ElBaradei, repeatedly stressing that a military strike would be the worst result for the region, added that an attack would give Iran more motivation to obtain nuclear power, Reuters reported.

In Israel the case for war is being loudly made by such intellectual pygmies as John Bolton, who is telling any Israeli TV station that will listen that Israel should attack Iran.

The end of an immoral regime, steeped in illegality, like the Bush one is always bound to be it's most dangerous phase. There are people like Bolton who realise that their extremism is likely to have alienated the general public and who are anxious to do what they can to push their extremist agenda before they are booted out of office.

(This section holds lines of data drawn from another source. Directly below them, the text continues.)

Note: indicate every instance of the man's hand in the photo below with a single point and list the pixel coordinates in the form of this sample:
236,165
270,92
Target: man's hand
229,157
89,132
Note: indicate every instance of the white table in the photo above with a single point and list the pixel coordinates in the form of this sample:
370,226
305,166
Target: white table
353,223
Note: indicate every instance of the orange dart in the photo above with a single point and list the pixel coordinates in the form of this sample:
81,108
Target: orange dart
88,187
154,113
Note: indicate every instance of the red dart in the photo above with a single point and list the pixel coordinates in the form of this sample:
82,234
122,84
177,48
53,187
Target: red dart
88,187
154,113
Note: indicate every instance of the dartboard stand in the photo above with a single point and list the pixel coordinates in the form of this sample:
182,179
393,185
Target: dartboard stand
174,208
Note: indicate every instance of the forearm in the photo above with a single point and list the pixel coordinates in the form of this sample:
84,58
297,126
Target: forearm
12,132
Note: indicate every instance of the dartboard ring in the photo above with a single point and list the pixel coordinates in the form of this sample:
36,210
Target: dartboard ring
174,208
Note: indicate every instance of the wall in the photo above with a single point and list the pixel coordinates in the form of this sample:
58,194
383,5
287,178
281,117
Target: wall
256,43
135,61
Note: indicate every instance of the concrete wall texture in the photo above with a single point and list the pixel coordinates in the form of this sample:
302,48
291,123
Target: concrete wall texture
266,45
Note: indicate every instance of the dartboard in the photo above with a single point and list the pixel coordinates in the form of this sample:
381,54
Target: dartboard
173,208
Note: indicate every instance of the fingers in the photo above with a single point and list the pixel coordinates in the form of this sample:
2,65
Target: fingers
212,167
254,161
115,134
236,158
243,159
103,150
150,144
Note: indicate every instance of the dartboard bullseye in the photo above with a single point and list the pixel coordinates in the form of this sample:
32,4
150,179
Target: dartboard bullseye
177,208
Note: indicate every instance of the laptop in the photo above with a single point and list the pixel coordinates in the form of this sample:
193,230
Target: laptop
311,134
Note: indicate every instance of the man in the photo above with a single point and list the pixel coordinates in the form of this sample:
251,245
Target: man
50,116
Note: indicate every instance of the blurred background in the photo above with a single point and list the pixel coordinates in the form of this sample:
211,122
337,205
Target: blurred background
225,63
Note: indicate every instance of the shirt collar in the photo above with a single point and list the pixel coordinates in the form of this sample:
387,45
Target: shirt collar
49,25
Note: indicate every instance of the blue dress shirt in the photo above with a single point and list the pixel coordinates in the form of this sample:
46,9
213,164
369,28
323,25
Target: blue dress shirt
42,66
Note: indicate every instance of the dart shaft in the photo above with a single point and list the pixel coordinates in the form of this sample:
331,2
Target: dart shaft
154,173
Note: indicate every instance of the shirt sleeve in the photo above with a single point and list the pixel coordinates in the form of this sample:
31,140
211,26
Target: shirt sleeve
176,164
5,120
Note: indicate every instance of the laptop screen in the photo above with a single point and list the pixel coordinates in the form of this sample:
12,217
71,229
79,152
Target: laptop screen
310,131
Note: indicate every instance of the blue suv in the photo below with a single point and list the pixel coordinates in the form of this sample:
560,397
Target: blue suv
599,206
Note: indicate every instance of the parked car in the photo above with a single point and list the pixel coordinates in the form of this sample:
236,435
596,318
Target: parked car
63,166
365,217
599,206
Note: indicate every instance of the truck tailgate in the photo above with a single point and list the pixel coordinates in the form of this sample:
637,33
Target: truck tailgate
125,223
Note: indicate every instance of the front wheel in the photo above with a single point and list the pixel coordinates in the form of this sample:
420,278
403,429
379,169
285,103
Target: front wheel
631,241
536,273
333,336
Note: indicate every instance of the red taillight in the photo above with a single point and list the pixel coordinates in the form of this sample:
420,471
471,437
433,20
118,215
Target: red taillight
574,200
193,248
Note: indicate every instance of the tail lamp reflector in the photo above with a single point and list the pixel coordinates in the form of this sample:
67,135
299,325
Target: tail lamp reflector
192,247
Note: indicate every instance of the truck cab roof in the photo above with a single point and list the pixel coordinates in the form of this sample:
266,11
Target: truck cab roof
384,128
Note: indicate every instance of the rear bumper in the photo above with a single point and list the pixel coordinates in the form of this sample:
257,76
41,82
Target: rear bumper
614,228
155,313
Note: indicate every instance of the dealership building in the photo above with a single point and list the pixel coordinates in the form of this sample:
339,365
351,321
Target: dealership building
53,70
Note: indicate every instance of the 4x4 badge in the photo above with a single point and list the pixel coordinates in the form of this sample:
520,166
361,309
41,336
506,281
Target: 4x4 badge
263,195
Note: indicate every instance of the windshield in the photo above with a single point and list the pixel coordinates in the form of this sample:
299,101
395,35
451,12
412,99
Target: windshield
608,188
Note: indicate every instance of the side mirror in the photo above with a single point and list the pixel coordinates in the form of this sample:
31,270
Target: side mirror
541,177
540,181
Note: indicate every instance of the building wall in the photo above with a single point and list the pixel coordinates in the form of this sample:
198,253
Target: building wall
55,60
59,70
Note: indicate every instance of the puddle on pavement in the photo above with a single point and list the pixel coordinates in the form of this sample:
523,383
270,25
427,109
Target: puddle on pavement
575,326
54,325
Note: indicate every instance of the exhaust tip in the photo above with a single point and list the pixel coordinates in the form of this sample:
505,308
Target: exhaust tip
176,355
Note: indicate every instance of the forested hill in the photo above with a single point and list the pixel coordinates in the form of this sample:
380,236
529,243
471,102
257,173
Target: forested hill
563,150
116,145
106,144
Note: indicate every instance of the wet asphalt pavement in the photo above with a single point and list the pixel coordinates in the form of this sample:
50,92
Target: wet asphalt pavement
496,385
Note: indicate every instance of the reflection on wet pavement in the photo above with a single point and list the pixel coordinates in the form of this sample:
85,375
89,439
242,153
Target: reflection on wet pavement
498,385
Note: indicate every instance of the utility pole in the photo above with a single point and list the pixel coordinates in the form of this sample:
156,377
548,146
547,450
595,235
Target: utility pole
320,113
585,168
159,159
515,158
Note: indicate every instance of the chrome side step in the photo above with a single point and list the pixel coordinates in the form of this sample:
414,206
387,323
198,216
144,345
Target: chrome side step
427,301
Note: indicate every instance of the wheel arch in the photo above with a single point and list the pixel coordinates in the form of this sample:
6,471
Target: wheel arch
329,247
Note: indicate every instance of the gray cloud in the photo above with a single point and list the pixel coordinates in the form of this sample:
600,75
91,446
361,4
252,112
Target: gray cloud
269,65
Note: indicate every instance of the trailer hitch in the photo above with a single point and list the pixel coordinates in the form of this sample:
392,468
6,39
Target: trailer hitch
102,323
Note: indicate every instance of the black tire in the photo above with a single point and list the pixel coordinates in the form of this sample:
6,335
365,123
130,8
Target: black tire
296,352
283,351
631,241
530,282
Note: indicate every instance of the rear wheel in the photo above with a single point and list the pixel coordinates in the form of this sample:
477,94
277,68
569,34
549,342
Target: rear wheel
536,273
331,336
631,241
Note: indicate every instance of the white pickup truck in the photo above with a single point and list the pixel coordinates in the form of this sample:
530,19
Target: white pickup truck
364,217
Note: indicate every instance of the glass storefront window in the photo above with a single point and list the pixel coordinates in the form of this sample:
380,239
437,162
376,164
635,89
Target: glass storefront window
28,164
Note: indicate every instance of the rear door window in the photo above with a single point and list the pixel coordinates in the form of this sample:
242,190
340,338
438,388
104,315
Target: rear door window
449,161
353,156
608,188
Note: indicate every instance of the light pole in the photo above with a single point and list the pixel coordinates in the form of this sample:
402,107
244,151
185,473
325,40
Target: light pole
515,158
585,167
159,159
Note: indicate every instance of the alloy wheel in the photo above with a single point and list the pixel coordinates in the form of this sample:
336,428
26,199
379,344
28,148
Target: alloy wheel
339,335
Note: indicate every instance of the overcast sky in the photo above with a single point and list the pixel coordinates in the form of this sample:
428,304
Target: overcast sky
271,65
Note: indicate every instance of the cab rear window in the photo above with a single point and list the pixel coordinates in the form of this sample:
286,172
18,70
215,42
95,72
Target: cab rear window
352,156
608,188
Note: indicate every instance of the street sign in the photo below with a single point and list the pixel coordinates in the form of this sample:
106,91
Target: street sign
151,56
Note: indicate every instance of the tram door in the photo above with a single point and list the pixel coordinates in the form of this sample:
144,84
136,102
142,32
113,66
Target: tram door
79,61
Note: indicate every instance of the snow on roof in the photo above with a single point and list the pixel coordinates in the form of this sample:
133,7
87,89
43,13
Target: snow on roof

It has even been stated by Kristol that Bush is considering attacking Iran if Obama wins the election in November. The neo-cons accept that their brand of "attack first and never negotiate" politics is not going to be policy if a Democrat wins the White House and the danger here is that they are going to goad Olmert into taking action before a Democratic victory in November.

There are noises that the military in the US are pushing back strongly against Bush and Cheney's wish to see an attack on Iran:
However, there are also those in strong positions, such as Defence Secretary Robert Gates and some senior military chiefs, who are thought to be privately opposed to such a move. 'If it were up to Bush and Cheney they would want to see this thing done,' said Larry Johnson, a former top CIA analyst. 'But they are now up against a lot of fundamental military realities that make it hard. The military has been pushing back against this.'
All of which increases the possibility that Bush might just give Olmert the nod to do what he wants to do. And they are considering it now for the simple reason that they know Obama would not approve and that their window of opportunity is closing.

Only with a radical neo-con regime in the White House would such an insane proposal even be considered and, as it comes to the end of it's diabolical time in office, it is actually more dangerous rather than less. Time is running out and they know it.